Una delle novità del prossimo anno accademico 2024-25 del Politecnico di Bari sarà un corso di laurea interateneo in “Ingegneria della creatività Digitale”, in convenzione con l’Università della Basilicata, per preparare i futuri laureati a lavorare in settori come il design di prodotto digitale, lo sviluppo di contenuti multimediali, l’animazione, la produzione video e l’arte digitale. Mentre per l’anno accademico 2025/2026 è in preparazione un corso di laurea in “Scienze dell’Architettura per il Patrimonio” in convenzione con Università di Valona (Albania): un corso internazionale con rilascio del joint degree.

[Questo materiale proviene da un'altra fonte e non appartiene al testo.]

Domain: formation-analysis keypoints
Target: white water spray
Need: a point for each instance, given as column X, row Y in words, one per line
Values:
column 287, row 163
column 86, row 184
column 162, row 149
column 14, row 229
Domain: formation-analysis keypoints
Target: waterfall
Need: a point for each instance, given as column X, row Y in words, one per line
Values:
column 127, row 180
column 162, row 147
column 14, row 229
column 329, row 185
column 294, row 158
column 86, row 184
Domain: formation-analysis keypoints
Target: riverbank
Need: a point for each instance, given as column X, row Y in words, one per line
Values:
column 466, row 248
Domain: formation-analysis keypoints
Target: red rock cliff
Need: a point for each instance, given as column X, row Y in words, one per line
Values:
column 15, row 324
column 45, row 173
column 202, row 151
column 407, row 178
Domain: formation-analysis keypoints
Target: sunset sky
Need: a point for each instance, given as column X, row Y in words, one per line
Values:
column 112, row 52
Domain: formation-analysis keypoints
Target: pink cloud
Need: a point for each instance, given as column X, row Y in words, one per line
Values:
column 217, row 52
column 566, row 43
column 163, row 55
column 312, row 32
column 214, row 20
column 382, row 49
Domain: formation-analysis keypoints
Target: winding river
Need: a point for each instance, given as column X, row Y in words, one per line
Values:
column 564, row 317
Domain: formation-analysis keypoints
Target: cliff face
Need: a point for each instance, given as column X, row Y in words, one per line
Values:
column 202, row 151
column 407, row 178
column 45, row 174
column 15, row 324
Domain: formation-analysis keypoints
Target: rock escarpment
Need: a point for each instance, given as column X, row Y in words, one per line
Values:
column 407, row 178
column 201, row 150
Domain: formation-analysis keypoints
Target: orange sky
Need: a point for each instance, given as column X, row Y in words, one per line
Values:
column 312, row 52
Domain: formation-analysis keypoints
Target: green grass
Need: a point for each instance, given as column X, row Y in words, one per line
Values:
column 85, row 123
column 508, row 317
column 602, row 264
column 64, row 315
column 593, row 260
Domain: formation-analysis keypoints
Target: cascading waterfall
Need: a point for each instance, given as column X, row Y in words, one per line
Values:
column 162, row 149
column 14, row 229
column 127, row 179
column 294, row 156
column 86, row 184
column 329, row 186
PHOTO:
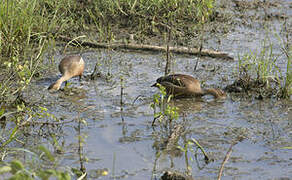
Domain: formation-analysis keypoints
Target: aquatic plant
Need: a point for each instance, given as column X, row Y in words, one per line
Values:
column 166, row 112
column 260, row 75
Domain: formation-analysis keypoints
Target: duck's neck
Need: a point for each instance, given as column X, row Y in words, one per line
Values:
column 210, row 91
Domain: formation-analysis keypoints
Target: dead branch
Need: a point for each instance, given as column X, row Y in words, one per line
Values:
column 178, row 50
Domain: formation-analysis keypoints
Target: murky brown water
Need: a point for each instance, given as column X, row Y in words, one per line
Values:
column 128, row 149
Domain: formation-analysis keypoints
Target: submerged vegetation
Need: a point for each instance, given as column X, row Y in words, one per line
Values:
column 260, row 76
column 29, row 29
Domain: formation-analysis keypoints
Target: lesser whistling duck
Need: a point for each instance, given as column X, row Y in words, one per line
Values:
column 70, row 66
column 181, row 85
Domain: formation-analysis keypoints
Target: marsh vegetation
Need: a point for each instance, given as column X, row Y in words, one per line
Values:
column 94, row 127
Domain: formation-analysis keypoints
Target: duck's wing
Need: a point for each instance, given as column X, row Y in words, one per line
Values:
column 176, row 80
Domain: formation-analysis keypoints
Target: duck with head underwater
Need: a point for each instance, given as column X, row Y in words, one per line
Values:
column 182, row 85
column 69, row 67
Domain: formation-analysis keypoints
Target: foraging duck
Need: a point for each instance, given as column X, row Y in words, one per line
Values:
column 70, row 66
column 182, row 85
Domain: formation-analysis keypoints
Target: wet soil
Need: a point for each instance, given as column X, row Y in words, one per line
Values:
column 119, row 138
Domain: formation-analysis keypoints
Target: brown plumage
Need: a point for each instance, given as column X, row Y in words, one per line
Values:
column 70, row 66
column 181, row 85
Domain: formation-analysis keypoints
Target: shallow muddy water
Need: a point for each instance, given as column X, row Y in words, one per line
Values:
column 121, row 140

Oggi, nell’Aula Magna “Attilio Alto”, è stata presentata la nuova campagna immatricolazioni dal rettore, Francesco Cupertino alla presenza del divulgatore culturale e filosofo Rick Dufer, la creative content creator di Ingegneria Italia, Alessia Bonometti e il founder di Hyperloop Italia, Bibop Gresta. Durante la conferenza stampa sono stati anche evidenziati alcuni dati e obiettivi centrati dal Politecnico barese: è quello con il più̀ alto tasso di occupazione a un anno dalla laurea tra le università̀ italiane (90,8%); 11.000 studenti iscritti; 1.920 laureati nel 2023; 5 dipartimenti di cui 2 di eccellenza; 31 corsi di studio; 1° posizione tra le università̀ italiane per citazioni ricerca; 12 corsi di dottorato di ricerca; 16 laboratori pubblico-privato.

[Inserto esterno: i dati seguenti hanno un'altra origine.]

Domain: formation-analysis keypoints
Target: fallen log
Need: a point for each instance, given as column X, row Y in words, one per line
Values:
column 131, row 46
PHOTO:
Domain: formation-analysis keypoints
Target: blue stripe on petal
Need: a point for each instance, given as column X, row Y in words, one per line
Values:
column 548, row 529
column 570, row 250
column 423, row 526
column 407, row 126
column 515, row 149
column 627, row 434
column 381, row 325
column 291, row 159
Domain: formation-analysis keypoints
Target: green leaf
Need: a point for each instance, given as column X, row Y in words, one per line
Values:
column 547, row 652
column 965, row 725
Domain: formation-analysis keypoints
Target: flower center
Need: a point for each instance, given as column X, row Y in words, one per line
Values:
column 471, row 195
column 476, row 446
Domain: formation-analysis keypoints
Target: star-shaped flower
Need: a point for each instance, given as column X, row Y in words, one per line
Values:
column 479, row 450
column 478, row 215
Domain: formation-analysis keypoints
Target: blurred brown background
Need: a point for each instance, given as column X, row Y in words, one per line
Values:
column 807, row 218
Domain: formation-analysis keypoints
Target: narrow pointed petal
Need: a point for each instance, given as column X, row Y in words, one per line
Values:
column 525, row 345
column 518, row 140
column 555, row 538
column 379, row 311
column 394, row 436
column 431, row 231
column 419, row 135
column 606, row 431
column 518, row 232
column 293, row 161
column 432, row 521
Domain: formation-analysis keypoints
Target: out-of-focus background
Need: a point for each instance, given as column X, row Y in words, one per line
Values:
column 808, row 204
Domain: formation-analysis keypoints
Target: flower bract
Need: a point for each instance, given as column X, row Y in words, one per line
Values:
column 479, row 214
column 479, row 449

Il Politecnico di Bari -è stato detto- ha, nello scorso anno accademico, aumentato del 9% le nuove iscrizioni ed è stato incoronato come il miglior Politecnico per occupazione in tutta Italia. L’obiettivo, oggi, è quello di superare il risultato dello scorso anno nelle immatricolazioni, proponendosi come hub internazionale d’eccellenza, con un occhio al bacino del Mediterraneo. Per farlo, dopo il successo dello scorso anno con il professore della Fisica Che Ci Piace, Vincenzo Schettini, ha scelto nuovamente il linguaggio dei social per parlare alla generazione “Z” e un podcast in cinque puntate, “Cogito ergo STEM” in cui divulgatori, influencer, youtubers si confronteranno con gli host del podcast, alleneranno i giovani fruitori.

“In un mondo che cambia rapidamente, noi per primi cambiamo a vantaggio dei nostri studenti”, ha detto il rettore Cupertino.